GNOME Bugzilla – Bug 764372
h264parse removes padding from byte streams
Last modified: 2018-11-03 13:48:21 UTC
When using h264parse element without a conversion (bytestream to bytestream), it removes padding bytes from the original h264 stream. Producing a real constant bitrate is then not possible anymore. This can be reproduced with the following command line (you need 10Bit libx264): # gst-launch-1.0 videotestsrc ! video/x-raw,width=1920,height=1080,format=I422_10LE,framerate=25/1 ! x264enc trellis=false option-string=avcintra-class=100 ! video/x-h264,stream-format=byte-stream ! h264parse ! mpegtsmux ! filesink location=test.ts Every frame should then have exactly 568832 bytes. But checking the file test.ts with ffprobe gives different frame sizes for every frame. The frames sizes can be checked with: # ffprobe -show_frames test.ts | grep pkt_size Removing the "h264parse" element from the above pipeline and checking the frame sizes gives the expected size of 568832 bytes for every frame.

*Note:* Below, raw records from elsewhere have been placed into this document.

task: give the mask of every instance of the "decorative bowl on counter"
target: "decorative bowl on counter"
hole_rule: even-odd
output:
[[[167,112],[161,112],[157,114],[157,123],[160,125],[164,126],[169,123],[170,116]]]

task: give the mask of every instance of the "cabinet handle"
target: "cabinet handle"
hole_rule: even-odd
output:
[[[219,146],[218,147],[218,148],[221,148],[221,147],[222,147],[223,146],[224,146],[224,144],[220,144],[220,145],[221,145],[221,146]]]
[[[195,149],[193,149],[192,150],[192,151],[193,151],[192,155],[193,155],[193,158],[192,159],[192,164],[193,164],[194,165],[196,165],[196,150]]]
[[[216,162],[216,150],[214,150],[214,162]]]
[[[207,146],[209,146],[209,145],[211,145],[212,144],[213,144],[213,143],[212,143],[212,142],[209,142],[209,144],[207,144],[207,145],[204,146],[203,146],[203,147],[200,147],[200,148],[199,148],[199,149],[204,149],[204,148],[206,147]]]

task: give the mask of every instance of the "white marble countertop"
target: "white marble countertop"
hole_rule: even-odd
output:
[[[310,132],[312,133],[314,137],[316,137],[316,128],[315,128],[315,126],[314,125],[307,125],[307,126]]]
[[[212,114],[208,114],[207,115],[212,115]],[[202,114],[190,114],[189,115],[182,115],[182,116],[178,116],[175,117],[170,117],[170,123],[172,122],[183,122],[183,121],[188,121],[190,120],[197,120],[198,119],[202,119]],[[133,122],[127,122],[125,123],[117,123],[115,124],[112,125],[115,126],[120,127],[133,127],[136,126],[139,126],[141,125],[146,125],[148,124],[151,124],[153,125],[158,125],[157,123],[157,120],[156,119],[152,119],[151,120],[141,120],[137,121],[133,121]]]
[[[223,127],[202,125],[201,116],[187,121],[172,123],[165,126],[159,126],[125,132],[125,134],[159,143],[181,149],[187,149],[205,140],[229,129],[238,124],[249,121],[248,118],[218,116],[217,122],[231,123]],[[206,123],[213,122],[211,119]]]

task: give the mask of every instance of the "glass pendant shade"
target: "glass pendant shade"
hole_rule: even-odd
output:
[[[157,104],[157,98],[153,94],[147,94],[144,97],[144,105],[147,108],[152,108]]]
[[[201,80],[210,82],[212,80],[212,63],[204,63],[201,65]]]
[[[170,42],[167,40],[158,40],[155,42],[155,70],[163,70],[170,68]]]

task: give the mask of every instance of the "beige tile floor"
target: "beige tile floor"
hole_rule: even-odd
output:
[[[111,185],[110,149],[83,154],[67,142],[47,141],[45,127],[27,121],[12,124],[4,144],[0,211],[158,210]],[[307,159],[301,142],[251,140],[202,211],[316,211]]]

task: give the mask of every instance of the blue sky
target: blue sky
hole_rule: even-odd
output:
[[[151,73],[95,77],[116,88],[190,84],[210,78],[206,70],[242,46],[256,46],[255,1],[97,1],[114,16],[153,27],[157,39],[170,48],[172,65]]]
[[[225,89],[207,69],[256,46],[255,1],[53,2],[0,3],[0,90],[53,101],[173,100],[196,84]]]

Like all other parsers, it shouldn't drop any padding or other information by default. There's going to be a reason why it exists.
https://cgit.freedesktop.org/gstreamer/gst-plugins-bad/tree/gst-libs/gst/codecparsers/gsth264parser.c#n1366 The problem is this, which drops all the padding from the NALUs. Commenting out that code gives almost the correct size (it produces a bit more for some reason).
Which was added in https://bugzilla.gnome.org/show_bug.cgi?id=721384 as the spec does not allow trailing zeroes.
In combination I would say that there are incompatible requirements here. AVC Intra (the official one) is all good probably, the Panasonic one we're talking about here seems incompatible with the H264 spec. The Panasonic one requires each frame to be padded with zeroes after the end of the last NALU so that all frames have the same size. H264 forbids a NAL to end with a 0x00 byte (which the padding would do). But it allows 0x00 bytes before the next start code. So we could probably move the padding to the beginning of the next frame, but that again defeats the whole purpose of the padding to make each frame the same size. For AVC stream format this is even worse as the only way to have the padding there would be to make it part of the current frame (i.e. padding at the end of the frame, not valid h264)... as otherwise for the next frame it wouldn't directly start with a NALU after the AVC header and nothing can handle that. Not sure what to do about this here. I guess one could write another element for redoing the padding or having it done in muxers as needed.
I integrated once a Panasonic HW codec, I don't remember having to add padding to make it work. I wonder if this "format" is relevant, if it isn't something from a very old pass ?
See https://en.wikipedia.org/wiki/AVC-Intra "AVC-Intra is compliant with the H.264/MPEG-4 AVC standard[2] and Panasonic claims to follow the SMPTE RP 2027–2007[3] recommended practice specification.[4] Analysis by the x264 project has shown that Panasonic does not comply with this specification[5]" The encoder is already adding the padding, the problem is that h264parse is going to remove the padding :)
(In reply to Sebastian Dröge (slomo) from comment #6) > The encoder is already adding the padding, the problem is that h264parse is > going to remove the padding :) I see, thanks for explaining.
Since this doesn't respect the standard, what we need is a new variant for those panasonic modes so we can workaround the issues properly.